Facebook and Google are obeying the Vietnamese government in censoring criticism and repressing dissent, says human rights group Amnesty International.
Vietnamese authorities have a reputation for restricting freedom of speech and in recent years several bloggers have been jailed for publishing articles critical of the Communist state.
“In the last decade, freedom of expression flourished on Facebook and YouTube in Vietnam. More recently, however, authorities began focusing on peaceful online expression as an existential threat to the regime,” said Ming Yu Hah, Amnesty International’s deputy regional director for campaigns.
“Today these platforms have become hunting grounds for censors, military cyber-troops and state-sponsored trolls harassing human rights activists. The platforms themselves are increasingly complicit.”
Amnesty’s report is based on interviews with human rights activists, including former prisoners of conscience and their lawyers. The activists claim that their content posted on Facebook and YouTube is being increasingly blocked in Vietnam.
Journalist Truong Chau Huu Danh posted on Facebook about an alleged corruption scandal in Vietnam, but was later notified by the platform that his posts had been restricted in Vietnam due to “local legal restrictions”. He was not given any way to contest this, he said.
Facebook announced in April it would “significantly increase” compliance with Vietnamese government requests to take down content. Since then, the number of times the social media platform has restricted content in Vietnam has increased by nearly 1,000%.
Google, which owns YouTube, removed over 3,000 YouTube videos critical of the government in response to requests from authorities.
In 2018, Facebook’s revenue from Vietnam was nearly $1bn, almost one third of its total Southeast Asian revenue, says Amnesty.
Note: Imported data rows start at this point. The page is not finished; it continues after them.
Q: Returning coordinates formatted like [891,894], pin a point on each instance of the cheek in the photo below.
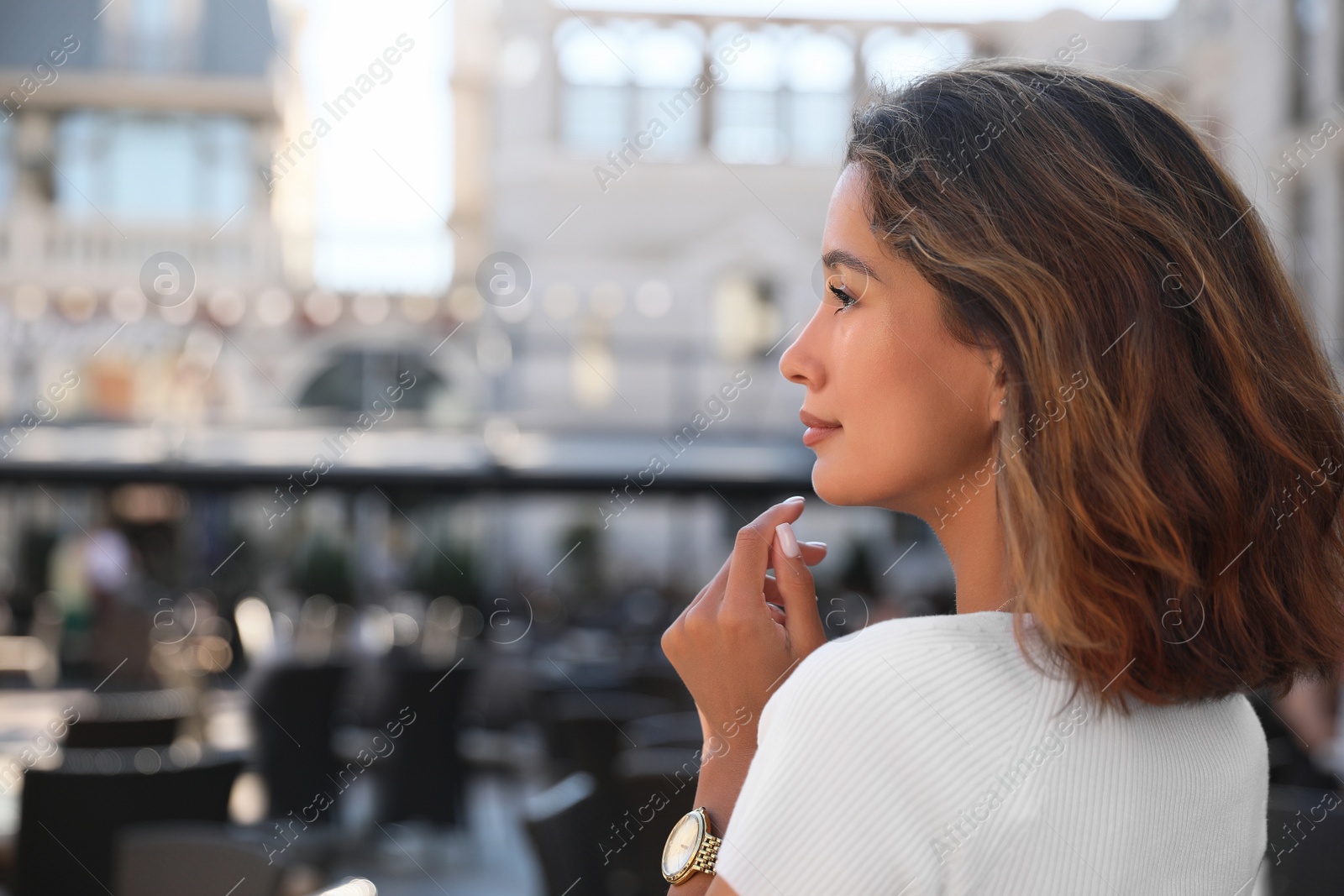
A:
[907,434]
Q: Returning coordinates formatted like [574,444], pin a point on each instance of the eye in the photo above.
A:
[846,298]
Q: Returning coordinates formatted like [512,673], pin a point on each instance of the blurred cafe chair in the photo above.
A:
[292,708]
[71,817]
[669,730]
[255,629]
[38,653]
[586,730]
[425,775]
[564,825]
[131,719]
[192,857]
[1305,829]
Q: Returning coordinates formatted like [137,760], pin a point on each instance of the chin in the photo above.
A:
[839,485]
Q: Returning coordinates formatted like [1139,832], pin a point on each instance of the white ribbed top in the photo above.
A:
[924,757]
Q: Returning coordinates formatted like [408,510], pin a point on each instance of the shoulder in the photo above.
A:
[948,664]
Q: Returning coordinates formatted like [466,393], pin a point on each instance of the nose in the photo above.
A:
[801,363]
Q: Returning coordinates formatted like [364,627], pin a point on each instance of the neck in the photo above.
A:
[974,539]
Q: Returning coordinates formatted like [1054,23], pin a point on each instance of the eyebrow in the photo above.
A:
[837,257]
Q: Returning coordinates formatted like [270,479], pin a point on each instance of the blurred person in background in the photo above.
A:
[1058,332]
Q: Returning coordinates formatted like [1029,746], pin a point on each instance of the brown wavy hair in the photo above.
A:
[1173,524]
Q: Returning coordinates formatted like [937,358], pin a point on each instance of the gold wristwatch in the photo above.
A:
[690,848]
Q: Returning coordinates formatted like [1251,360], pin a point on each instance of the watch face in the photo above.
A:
[682,844]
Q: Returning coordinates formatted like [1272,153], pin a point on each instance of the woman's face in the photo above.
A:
[911,409]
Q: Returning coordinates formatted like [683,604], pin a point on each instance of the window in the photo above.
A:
[777,93]
[1308,18]
[819,71]
[128,165]
[748,123]
[894,58]
[620,76]
[593,103]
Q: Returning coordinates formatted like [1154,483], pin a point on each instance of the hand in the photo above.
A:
[732,647]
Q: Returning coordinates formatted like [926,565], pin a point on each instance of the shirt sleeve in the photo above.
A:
[816,813]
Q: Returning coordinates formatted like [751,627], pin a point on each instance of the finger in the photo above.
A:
[717,584]
[793,582]
[752,557]
[813,553]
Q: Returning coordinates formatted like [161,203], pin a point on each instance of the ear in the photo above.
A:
[999,385]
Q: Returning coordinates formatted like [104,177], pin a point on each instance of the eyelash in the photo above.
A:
[846,298]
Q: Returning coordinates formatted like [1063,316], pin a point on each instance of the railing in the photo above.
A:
[55,253]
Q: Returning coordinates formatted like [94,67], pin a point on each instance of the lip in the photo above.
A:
[817,427]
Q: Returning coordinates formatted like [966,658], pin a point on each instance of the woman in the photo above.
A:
[1057,332]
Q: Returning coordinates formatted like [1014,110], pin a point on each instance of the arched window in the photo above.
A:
[895,58]
[596,92]
[819,73]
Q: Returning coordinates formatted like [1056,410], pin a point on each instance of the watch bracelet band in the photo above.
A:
[707,855]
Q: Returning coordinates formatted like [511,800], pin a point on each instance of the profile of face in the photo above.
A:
[900,409]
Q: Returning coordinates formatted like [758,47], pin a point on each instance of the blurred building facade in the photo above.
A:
[638,211]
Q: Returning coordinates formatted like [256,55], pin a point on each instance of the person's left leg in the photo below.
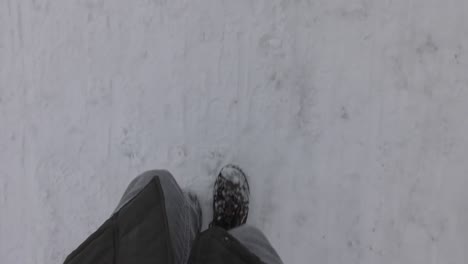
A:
[182,209]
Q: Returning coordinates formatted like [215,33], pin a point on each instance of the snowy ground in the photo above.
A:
[349,116]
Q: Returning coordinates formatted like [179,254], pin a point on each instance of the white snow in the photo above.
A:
[349,116]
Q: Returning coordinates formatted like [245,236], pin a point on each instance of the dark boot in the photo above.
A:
[231,198]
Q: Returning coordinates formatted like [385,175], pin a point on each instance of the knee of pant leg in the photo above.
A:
[139,182]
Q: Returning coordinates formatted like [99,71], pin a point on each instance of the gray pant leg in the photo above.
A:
[182,210]
[254,240]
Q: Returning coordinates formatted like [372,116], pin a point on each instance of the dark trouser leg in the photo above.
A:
[182,209]
[254,240]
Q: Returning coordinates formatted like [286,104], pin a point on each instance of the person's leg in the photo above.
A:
[182,209]
[256,242]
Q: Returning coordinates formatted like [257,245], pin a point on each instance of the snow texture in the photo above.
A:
[349,116]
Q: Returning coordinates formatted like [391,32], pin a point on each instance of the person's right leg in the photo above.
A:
[231,206]
[256,242]
[182,209]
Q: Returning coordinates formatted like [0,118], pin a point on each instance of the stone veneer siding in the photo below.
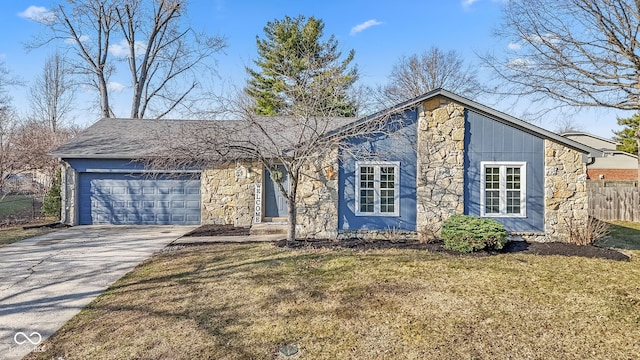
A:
[440,168]
[317,198]
[565,197]
[228,193]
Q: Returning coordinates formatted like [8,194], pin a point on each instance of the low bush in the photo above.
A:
[464,233]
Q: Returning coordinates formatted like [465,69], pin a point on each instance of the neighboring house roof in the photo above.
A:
[594,141]
[139,138]
[485,110]
[615,159]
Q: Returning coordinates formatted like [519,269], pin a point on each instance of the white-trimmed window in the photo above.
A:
[503,189]
[377,188]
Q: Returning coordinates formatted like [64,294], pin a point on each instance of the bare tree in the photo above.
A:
[52,93]
[33,141]
[165,58]
[8,125]
[578,53]
[415,75]
[8,161]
Google is said to have earned nearly half a billion dollars during the same period, primarily from YouTube advertising.
Vietnam has never banned social media companies, but in April this year, two sources at Facebook told Reuters that their local servers were taken offline until they agreed to significantly increase censorship of “anti-state” posts by local users.
A Facebook spokesperson told the BBC, “Over the past few months, we’ve faced additional pressure from the government of Vietnam to restrict more content, however, we will do everything we can to ensure that our services remain available so people can continue to express themselves.”
Google said in a statement to Amnesty that it took the “least restrictive approach to removal by blocking content in the relevant jurisdiction, while still making it available in other jurisdictions globally”.